[PATCH 1/2] drm/i915: Drop rq->ring->vma peeking from error capture

Fri Apr 24 19:38:29 UTC 2020

We only hold the active spinlock while dumping the error state, and this
does not prevent another thread from retiring the request -- as it is
quite possible that despite us capturing the current state, the GPU has
completed the request.
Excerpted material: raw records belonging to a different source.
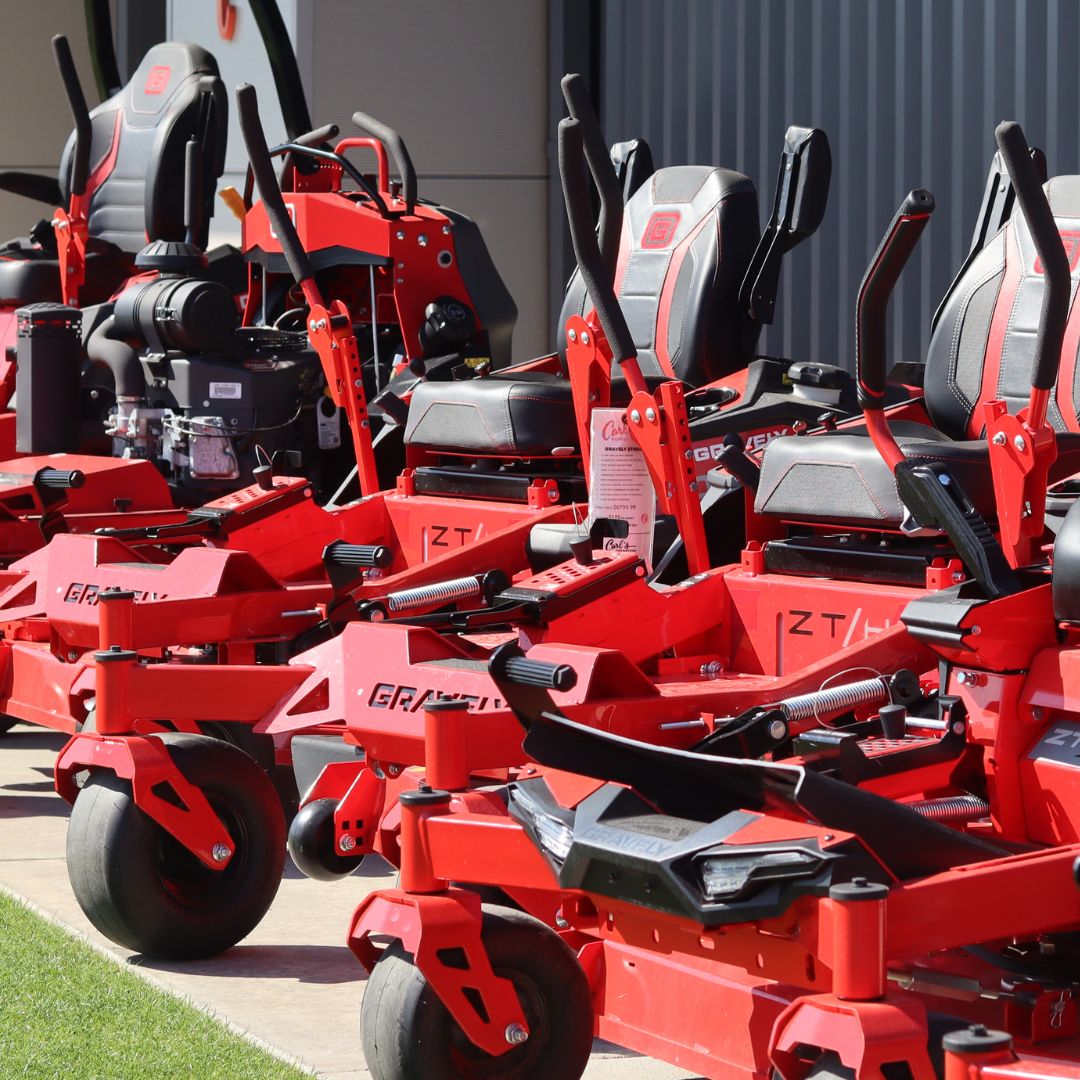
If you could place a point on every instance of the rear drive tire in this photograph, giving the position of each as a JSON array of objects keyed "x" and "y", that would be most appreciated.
[{"x": 144, "y": 890}]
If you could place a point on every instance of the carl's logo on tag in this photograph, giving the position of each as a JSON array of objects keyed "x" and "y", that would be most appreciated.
[
  {"x": 157, "y": 80},
  {"x": 1070, "y": 241},
  {"x": 660, "y": 231}
]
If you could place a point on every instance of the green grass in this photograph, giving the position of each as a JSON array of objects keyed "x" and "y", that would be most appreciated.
[{"x": 67, "y": 1012}]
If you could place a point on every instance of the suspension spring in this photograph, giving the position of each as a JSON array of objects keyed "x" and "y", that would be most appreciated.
[
  {"x": 954, "y": 808},
  {"x": 835, "y": 699},
  {"x": 436, "y": 594}
]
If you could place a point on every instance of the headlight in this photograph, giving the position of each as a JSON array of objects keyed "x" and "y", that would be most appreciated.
[
  {"x": 553, "y": 835},
  {"x": 726, "y": 877}
]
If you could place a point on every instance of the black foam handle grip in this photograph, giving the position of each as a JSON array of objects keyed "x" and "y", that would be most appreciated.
[
  {"x": 395, "y": 145},
  {"x": 1039, "y": 217},
  {"x": 251, "y": 126},
  {"x": 578, "y": 100},
  {"x": 571, "y": 171},
  {"x": 340, "y": 553},
  {"x": 878, "y": 283},
  {"x": 83, "y": 135},
  {"x": 59, "y": 478},
  {"x": 319, "y": 135},
  {"x": 192, "y": 188},
  {"x": 539, "y": 673}
]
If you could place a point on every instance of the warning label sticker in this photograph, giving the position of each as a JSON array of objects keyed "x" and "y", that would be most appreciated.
[{"x": 230, "y": 391}]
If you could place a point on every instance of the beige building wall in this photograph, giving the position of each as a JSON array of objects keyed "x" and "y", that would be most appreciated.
[{"x": 466, "y": 83}]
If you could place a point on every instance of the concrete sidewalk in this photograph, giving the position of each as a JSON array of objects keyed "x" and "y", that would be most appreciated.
[{"x": 292, "y": 984}]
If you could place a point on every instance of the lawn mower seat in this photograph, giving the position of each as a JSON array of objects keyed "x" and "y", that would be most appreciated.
[
  {"x": 983, "y": 348},
  {"x": 680, "y": 299},
  {"x": 136, "y": 175}
]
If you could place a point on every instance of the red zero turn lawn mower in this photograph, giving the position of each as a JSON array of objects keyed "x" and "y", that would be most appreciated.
[
  {"x": 736, "y": 637},
  {"x": 122, "y": 178},
  {"x": 180, "y": 785},
  {"x": 193, "y": 403},
  {"x": 433, "y": 539},
  {"x": 893, "y": 895}
]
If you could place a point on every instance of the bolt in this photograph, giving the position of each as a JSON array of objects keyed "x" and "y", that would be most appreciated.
[{"x": 516, "y": 1035}]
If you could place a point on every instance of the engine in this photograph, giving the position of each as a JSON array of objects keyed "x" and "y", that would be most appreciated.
[{"x": 205, "y": 399}]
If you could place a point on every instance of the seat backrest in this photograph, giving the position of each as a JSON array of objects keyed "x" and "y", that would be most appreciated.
[
  {"x": 137, "y": 153},
  {"x": 679, "y": 296},
  {"x": 983, "y": 346}
]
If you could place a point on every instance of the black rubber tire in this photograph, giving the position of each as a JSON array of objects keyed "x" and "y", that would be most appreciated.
[
  {"x": 311, "y": 844},
  {"x": 408, "y": 1035},
  {"x": 143, "y": 890}
]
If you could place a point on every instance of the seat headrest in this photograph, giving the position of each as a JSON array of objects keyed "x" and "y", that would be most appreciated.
[
  {"x": 137, "y": 152},
  {"x": 983, "y": 346},
  {"x": 679, "y": 297}
]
As such, it is dangerous to dereference state
below the request as it may already be freed, and the simplest way to
avoid the danger is not include it in the error state.

Closes: https://gitlab.freedesktop.org/drm/intel/-/issues/1788
Signed-off-by: Chris Wilson <chris at chris-wilson.co.uk>
Cc: Mika Kuoppala <mika.kuoppala at linux.intel.com>
Cc: Andi Shyti <andi.shyti at intel.com>
---
 drivers/gpu/drm/i915/i915_gpu_error.c | 18 ++++++++++++------
 drivers/gpu/drm/i915/i915_gpu_error.h |  1 -
 2 files changed, 12 insertions(+), 7 deletions(-)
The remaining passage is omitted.